ETHOS is structured as a not-for-profit entity run by an independent mutual benefit corporation. At present, its technology resources may be found on GitHub.
CISA requests comment on software self-attestation form.
The US Cybersecurity and Infrastructure Security Agency (CISA) released a request for comment on a drafted self-attestation form for federal government software providers. The Secure Software Development Attestation Common Form was a combined effort between CISA and the Office of Management and Budget (OMB) and is based on the National Institute of Standards and Technology’s (NIST) Secure Software Development Framework (SSDF). FCW wrote that the form is intended for software vendors to prove their products are secure to the standards of federal government customers, with the government’s ultimate goal to work toward securing the supply chain. This follows a 2021 executive order on improving cybersecurity throughout the United States, and a later memo that same year from OMB requiring federal agencies to acquire self-attestation forms from vendors, with a looming September deadline. Public comment on the form will be accepted through June 26, 2023 via a comment box on the Regulations.gov website.
The Colonial Pipeline ransomware attack, two years later.
Sunday marked the second anniversary of the Colonial Pipeline ransomware attack, and the US Cybersecurity and Infrastructure Security Agency (CISA) issued a short statement on lessons learned from the ransomware attack. The general problem the attack exposed, as CISA frames it, is ransomware, and countering it requires effective, centralized information-sharing, interagency cooperation, and a robust public-private partnership.
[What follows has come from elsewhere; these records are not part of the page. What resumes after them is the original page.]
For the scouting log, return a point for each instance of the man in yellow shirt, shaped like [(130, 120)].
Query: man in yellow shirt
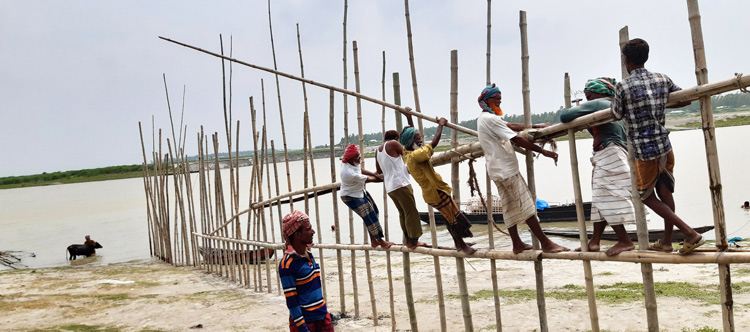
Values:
[(435, 191)]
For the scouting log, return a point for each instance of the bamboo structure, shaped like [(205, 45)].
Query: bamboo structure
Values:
[(215, 244)]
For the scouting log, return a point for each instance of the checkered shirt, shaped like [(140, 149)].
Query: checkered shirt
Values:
[(640, 99)]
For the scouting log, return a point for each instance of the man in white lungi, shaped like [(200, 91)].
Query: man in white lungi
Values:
[(495, 136), (611, 200)]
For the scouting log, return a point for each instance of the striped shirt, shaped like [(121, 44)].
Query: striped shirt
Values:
[(640, 100), (300, 278)]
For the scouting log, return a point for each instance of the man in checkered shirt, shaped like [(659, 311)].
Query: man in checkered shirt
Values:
[(641, 99)]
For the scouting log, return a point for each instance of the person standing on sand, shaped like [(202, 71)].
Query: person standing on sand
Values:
[(495, 136), (356, 197), (611, 201), (641, 99), (390, 163), (300, 277), (435, 191)]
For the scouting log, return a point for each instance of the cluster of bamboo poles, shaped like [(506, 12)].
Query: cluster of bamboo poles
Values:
[(217, 245)]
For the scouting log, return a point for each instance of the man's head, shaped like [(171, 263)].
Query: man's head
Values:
[(490, 98), (602, 87), (635, 52), (351, 155), (390, 135), (297, 228)]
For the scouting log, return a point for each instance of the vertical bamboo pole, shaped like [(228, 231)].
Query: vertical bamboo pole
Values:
[(488, 182), (334, 195), (397, 101), (411, 64), (647, 270), (712, 159), (530, 169), (589, 279), (281, 113), (460, 268), (385, 217), (362, 165)]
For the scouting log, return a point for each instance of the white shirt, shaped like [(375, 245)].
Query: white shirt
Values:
[(494, 137), (352, 181)]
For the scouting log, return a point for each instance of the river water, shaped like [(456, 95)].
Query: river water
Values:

Russia’s war against Ukraine brought urgency to the US Government’s preparations for cyberattacks against critical infrastructure. That indeed is the threat that CISA’s Shield Up campaign has been designed to counter. CISA and its sister Homeland Security agency TSA (the Transportation Security Administration) also established close working relationships with over twenty-five major pipeline and industrial control systems organizations to strengthen the common defense. And CISA also received authority from Congress to expand the visibility and threat detection program it operates as CyberSentry.
Obviously, the statement says, work remains to be done, not only improving information-sharing and threat detection, but in assigning cybersecurity an appropriately high priority and aligning incentives in ways that promote security.